Police in talks over pocket PC-crime detection tool
Police are in talks with companies about deploying a tool to detect evidence of illegal activity on PCs, aiming for it to be as easy to use as a breathalyser.
Officers in the Association of Chief Police Officers (Acpo) e-crime group are looking into commercial devices that can search text, pictures and computer code on a hard disc for material of interest.
Such 'digital triage' tools would allow police the flexibility to search for anything from text in emails relating to stolen goods to illegal images.
Forensic specialists within Acpo are examining how commercially available digital-triage tools can be adapted to develop the device, which they want to be as easy for frontline officers to use as a breathalyser.
Commercially available digital-triage tools targeted at law enforcement typically boot the target computer using a CD, which runs a forensically sound operating system to preserve the integrity of the data it holds for use in a criminal case. A separate program run from a USB drive will then search the disc for the material and extract it to the drive.
An Acpo spokeswoman told ZDNet UK's sister site, silicon.com: "[Acpo is] working with a commercial outlet to see what tools are available.There are quite specific objectives that they want to achieve and it is a case of discovering whether they need to rework something that is already in existence or develop a completely new tool."
The spokeswoman added: "If somebody is suspected of a certain form of activity they will be able to carry out a targeted search rather than having to look through every piece of data."

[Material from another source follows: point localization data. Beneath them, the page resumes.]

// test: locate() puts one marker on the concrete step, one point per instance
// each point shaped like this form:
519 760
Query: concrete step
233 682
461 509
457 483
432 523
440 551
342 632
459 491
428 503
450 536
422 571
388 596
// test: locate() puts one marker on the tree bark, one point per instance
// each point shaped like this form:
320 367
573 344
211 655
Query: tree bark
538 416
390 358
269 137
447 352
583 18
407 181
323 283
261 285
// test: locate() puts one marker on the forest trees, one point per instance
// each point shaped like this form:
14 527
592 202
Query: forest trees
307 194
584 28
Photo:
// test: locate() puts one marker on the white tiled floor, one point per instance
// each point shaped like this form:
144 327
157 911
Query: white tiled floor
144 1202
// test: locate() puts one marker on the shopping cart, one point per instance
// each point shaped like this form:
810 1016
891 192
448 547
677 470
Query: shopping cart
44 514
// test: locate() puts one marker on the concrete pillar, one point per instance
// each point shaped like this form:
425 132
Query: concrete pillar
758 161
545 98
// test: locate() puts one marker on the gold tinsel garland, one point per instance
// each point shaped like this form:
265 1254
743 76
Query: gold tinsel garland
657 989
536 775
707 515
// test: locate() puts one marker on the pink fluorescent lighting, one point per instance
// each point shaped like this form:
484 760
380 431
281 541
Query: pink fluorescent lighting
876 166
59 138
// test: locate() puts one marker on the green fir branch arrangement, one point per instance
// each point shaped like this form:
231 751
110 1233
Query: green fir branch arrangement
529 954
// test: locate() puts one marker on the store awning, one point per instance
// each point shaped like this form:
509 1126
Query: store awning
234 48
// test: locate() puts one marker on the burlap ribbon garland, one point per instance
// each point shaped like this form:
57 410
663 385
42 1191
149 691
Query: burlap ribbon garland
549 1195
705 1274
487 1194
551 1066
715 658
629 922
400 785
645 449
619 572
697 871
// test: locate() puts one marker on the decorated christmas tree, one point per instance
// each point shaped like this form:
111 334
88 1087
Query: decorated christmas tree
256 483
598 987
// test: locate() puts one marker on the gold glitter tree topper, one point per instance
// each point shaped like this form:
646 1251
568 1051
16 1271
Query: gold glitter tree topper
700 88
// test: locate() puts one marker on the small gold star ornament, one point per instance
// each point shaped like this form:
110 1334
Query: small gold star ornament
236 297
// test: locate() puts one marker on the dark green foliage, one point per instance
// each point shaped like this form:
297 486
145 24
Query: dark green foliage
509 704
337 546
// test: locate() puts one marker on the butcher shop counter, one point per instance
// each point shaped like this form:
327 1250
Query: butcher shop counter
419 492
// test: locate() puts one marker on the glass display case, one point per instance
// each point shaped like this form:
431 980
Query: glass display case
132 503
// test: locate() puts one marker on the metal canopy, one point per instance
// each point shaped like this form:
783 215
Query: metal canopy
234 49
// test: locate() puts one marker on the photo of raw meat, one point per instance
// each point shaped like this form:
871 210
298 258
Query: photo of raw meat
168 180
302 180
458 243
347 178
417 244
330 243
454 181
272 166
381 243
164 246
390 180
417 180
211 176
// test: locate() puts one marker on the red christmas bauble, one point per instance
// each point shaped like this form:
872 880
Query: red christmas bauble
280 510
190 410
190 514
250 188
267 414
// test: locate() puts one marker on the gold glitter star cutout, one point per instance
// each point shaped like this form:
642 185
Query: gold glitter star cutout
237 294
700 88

Currently, UK police forces have a backlog of hundreds of computers seized during criminal investigations. The backlog of seized machines, combined with modern drives which can hold terabytes of data, means that many forces will wait up to a year to analyse machines, Charlie McMurdie, head of the new Police Central e-Crime Unit, revealed last year.
Use of the tool could minimise the numbers of seized machines and help officers without digital forensics training to uncover evidence on a hard drive.
The continuing growth in the size modern hard drives means it is becoming increasingly important to speed up digital forensics, and the hope is that such devices will allow police to reduce the amount of work necessary to identify machines of interest to investigators.